If in the first stages of the independent monitoring the aim was to counter the consensus hydrograph, in the following years the Juruna were keen to develop an alternative "Piracema hydrograph" that would provide enough water to enable the fish to swim upstream for spawning. This next step depended on getting even more experts on board in the war for water, a dispute around data that would ultimately determine the survival or death of the Xingu river. Researchers associated with different universities and areas of knowledge, such as biology, ichthyology, geology, archeology, anthropology, and hydrosedimentology, collaborated in the analysis of the technical data provided by Norte Energia on orbital remote sensing, two-dimensional hydrodynamic mathematical modeling and biotic studies. In August 2022, they presented their report at the request of the Federal Prosecutor at the Ministério Público Federal (MPF), along with the suggestion that a Provisional Hydrograph be applied while additional studies were carried out so as to guarantee that in the meantime the ecosystems of Volta Grande do Xingu were not lost. They also suggested that a panel of experts be formed to assess the effect of interannual climate variability and climate change on the flow of the Xingu River, as well as to plan the continuous monitoring of the impact of flow reduction in the region. Data has now definitely become an intrinsic part of the assemblage that sustains the life of the river.

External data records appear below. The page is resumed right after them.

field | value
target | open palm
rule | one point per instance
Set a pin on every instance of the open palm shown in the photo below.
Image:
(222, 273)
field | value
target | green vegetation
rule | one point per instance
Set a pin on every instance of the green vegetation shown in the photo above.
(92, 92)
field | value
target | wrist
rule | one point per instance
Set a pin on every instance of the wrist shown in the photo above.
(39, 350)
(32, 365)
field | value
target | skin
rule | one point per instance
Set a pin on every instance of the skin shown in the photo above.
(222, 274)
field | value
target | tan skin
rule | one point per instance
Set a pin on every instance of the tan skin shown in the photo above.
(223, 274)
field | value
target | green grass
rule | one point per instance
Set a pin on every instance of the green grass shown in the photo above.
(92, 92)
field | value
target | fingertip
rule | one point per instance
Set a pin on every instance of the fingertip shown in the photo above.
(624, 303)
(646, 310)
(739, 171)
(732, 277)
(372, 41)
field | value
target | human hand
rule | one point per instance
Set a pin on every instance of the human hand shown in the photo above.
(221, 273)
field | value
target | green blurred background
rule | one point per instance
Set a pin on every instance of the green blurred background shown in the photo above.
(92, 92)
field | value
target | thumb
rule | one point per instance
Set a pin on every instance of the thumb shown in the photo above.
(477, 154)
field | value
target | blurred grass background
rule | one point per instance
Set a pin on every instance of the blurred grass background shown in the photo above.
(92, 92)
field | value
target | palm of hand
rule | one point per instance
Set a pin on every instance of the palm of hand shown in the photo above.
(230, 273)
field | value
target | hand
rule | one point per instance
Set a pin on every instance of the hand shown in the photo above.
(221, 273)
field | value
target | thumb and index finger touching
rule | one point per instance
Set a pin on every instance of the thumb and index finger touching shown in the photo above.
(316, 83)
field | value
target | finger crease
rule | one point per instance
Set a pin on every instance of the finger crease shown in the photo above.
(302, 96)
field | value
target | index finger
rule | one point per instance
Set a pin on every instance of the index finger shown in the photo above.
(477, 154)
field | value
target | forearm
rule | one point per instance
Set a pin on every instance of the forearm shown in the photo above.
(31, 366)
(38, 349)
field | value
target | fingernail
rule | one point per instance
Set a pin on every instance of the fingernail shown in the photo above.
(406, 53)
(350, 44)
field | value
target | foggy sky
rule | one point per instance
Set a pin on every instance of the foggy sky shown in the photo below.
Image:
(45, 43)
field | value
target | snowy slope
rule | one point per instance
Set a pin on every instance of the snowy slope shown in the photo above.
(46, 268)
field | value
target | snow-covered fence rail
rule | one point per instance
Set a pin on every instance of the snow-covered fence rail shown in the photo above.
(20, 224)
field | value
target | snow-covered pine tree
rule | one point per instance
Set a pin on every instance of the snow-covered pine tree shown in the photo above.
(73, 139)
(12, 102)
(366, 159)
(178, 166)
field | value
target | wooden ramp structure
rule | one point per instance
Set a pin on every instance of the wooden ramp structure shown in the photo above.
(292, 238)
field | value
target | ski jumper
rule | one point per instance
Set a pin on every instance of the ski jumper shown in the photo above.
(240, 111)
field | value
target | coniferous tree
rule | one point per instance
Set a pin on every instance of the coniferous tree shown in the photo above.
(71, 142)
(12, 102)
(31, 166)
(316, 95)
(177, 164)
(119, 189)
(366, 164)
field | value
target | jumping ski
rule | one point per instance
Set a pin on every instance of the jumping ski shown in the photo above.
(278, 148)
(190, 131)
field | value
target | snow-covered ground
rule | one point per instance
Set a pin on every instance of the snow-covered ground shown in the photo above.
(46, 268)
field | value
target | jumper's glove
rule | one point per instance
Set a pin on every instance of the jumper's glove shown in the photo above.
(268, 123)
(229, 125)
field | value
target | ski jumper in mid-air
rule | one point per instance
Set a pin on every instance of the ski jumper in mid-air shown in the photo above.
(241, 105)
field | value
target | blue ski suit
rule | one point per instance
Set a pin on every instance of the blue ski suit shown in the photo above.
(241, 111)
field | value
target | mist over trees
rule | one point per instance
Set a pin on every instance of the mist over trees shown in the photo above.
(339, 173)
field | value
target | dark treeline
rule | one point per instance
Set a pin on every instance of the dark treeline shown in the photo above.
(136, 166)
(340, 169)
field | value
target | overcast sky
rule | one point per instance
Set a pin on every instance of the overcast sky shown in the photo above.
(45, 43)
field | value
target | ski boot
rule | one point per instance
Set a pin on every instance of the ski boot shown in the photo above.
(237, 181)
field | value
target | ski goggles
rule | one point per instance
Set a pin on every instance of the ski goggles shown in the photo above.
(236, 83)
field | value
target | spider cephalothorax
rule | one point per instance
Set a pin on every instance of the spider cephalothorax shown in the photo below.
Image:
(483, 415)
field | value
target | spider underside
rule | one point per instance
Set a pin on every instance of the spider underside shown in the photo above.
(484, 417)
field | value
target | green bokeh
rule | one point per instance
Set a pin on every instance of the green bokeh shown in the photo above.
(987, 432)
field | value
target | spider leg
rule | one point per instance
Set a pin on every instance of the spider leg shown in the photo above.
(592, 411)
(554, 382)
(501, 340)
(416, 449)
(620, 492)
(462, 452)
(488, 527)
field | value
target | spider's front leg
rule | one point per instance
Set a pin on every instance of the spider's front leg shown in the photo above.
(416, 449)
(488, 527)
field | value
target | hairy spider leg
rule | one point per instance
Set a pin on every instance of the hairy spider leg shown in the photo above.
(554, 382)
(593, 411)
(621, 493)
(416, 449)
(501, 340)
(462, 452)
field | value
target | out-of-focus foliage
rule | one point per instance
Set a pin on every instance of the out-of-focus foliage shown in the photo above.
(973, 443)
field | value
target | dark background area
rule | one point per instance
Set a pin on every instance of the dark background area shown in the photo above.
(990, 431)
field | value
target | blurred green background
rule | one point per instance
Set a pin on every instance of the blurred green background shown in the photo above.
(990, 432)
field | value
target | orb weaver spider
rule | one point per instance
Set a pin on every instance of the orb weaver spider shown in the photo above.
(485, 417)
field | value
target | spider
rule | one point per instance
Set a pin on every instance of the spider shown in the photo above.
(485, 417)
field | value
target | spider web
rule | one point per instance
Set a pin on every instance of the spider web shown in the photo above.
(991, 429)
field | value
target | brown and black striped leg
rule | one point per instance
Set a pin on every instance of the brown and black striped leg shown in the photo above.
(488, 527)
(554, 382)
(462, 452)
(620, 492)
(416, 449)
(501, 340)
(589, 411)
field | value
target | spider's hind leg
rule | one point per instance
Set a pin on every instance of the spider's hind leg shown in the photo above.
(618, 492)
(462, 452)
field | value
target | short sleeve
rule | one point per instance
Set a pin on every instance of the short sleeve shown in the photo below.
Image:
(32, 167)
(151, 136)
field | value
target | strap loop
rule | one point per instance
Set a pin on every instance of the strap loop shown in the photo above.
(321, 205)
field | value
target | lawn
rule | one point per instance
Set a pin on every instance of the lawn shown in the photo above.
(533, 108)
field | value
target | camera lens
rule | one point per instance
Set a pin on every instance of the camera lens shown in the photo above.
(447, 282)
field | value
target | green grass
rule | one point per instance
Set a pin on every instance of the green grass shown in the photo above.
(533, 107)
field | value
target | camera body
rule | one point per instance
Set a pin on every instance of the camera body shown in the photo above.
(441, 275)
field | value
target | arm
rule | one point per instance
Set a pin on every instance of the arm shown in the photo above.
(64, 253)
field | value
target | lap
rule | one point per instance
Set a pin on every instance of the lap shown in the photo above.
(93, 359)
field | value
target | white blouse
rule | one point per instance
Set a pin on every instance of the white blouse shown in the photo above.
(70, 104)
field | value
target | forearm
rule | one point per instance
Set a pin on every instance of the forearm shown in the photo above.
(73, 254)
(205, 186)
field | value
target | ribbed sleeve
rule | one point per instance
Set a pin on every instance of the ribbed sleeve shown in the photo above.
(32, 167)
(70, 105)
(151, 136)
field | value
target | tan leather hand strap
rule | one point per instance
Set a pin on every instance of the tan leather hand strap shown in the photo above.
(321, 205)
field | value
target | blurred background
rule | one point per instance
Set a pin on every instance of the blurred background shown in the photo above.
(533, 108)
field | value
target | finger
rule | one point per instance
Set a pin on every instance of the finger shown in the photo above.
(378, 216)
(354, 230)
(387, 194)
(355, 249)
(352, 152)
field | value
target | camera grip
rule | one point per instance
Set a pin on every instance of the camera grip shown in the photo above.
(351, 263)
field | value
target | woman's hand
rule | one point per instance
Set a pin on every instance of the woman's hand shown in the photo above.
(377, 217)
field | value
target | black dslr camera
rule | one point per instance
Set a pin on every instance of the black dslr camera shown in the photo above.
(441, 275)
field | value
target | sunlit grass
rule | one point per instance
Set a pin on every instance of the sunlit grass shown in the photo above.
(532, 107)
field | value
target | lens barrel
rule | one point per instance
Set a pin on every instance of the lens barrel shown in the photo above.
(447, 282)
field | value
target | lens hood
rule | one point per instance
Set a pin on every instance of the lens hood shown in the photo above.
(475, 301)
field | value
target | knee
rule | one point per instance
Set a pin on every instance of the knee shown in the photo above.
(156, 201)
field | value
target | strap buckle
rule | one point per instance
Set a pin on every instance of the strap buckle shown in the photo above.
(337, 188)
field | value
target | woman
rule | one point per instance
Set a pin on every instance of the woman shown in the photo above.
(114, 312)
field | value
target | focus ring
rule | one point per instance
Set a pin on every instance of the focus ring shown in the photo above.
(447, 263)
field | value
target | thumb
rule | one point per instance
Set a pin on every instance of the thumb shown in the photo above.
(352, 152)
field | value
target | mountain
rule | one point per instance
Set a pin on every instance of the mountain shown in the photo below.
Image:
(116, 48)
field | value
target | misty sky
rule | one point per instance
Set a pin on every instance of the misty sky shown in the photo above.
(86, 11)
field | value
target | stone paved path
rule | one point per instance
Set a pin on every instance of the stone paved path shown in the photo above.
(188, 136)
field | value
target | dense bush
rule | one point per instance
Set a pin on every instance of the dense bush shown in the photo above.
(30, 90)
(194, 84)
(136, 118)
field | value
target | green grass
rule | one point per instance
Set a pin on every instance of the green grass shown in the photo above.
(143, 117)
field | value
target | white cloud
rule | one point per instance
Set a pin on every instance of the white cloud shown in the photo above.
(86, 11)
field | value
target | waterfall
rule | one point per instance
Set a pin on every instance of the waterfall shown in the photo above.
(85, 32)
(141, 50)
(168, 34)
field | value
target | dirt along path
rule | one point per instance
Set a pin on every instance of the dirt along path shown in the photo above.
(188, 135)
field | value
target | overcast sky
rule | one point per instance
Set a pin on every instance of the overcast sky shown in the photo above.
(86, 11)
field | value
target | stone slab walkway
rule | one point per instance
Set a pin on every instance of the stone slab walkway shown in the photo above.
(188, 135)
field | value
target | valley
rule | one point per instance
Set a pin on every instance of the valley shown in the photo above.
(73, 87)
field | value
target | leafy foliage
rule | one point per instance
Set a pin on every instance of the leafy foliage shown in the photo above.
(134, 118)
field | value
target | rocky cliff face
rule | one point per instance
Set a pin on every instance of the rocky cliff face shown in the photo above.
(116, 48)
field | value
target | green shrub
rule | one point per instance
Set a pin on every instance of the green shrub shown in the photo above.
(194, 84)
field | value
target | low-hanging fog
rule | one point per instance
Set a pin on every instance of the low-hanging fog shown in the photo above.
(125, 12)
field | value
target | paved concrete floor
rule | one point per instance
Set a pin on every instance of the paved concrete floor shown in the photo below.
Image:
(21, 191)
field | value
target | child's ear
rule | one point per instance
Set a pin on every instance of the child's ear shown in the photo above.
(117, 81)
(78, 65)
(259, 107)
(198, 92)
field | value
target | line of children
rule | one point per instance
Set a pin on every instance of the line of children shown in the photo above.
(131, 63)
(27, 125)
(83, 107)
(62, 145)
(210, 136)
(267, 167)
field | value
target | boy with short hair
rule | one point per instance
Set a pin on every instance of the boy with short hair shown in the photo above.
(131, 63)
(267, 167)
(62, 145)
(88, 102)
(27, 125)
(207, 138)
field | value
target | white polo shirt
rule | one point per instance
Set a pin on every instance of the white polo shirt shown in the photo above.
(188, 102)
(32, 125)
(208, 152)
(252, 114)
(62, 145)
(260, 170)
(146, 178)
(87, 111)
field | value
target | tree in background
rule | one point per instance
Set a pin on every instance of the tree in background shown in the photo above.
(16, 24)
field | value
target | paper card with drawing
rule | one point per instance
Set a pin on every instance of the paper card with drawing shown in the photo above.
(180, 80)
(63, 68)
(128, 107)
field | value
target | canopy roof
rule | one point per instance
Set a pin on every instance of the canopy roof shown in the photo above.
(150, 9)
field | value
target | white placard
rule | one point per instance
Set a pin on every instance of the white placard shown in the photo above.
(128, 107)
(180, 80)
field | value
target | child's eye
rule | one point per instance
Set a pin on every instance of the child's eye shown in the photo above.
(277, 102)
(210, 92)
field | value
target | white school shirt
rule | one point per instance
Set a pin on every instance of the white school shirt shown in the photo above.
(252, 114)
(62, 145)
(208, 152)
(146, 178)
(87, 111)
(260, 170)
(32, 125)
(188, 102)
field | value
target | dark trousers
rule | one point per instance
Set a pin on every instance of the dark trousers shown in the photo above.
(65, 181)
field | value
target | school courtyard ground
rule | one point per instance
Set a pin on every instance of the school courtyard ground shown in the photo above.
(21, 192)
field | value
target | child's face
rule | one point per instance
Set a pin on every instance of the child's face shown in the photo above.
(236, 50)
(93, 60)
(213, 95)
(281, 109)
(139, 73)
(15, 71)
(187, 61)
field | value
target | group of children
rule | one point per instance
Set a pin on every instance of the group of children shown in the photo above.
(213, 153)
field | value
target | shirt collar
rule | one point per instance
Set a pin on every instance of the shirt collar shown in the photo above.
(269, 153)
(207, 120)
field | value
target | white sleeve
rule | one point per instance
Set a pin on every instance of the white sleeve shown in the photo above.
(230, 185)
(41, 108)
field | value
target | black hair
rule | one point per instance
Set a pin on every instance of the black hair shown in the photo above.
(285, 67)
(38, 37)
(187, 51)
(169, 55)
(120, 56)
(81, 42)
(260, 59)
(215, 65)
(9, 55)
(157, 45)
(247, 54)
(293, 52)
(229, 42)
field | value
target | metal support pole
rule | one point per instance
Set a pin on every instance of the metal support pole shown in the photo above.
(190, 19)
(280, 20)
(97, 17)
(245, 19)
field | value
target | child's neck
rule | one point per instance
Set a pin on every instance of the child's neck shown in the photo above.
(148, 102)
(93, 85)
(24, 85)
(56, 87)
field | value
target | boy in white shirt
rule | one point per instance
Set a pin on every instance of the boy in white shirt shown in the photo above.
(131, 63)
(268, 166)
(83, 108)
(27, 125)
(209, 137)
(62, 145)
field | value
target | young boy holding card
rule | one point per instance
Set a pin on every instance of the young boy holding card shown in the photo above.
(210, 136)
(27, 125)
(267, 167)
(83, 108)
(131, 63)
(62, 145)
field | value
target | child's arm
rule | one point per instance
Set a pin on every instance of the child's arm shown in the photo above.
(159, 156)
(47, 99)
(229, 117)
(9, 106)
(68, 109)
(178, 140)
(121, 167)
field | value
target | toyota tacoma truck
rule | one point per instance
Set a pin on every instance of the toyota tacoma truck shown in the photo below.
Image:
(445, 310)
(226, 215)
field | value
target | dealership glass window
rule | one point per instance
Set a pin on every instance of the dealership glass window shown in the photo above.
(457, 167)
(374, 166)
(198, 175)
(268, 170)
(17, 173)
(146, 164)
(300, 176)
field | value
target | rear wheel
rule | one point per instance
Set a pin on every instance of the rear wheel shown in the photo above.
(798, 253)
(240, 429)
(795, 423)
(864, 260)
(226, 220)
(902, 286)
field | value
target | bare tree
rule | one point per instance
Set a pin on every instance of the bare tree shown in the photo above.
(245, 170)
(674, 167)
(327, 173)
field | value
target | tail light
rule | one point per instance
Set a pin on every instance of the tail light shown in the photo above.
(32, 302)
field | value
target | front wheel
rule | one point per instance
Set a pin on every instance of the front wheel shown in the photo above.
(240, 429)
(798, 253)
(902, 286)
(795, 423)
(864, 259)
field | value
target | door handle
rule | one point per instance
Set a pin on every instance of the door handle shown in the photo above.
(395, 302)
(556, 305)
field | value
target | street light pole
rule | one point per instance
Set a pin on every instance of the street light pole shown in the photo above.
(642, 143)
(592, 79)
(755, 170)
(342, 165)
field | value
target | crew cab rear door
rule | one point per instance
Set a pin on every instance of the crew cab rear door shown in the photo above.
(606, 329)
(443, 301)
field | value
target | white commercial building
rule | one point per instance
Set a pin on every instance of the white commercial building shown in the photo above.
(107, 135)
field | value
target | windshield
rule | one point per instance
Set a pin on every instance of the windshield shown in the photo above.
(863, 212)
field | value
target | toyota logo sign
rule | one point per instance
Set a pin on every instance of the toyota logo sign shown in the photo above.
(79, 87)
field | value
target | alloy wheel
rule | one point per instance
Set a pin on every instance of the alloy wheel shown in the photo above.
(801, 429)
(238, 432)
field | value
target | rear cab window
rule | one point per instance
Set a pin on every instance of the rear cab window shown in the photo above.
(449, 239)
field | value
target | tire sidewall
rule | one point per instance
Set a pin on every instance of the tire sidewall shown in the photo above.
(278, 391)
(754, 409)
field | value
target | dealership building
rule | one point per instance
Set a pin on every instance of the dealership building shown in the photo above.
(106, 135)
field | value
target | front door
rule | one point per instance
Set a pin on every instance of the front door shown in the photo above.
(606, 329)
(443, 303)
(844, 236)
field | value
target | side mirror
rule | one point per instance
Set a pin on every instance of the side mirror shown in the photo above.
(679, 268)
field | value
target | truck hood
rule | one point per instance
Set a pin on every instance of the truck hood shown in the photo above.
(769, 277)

Even though the Juruna-Yudjá hardly frame the data politics they have been forcibly immersed into as an issue of “data justice”, their struggle speaks to the increasing importance of data practices in social movements' strategic actions. Concepts such as data justice and data activism are defined in such broad terms that they bring together experiences whose approach to data is conceived in very different terms. In contexts where the process of datafication pervades more intensely people's lives, a lot of the discussion around data justice seem to revolve around surveillance, individual rights, racism and algorithms, and other issues that are at the core of disputes on data technology per se. In the case of the Juruna, data is seen as a means to achieve other more pressing ends, such as the survival of the Xingu river. Highlighting the differences between these forms of activism might help delineate more clearly the particularities of emerging data assemblages, and reaffirm the role of data collaborations in contexts of environmental and indigenous struggles.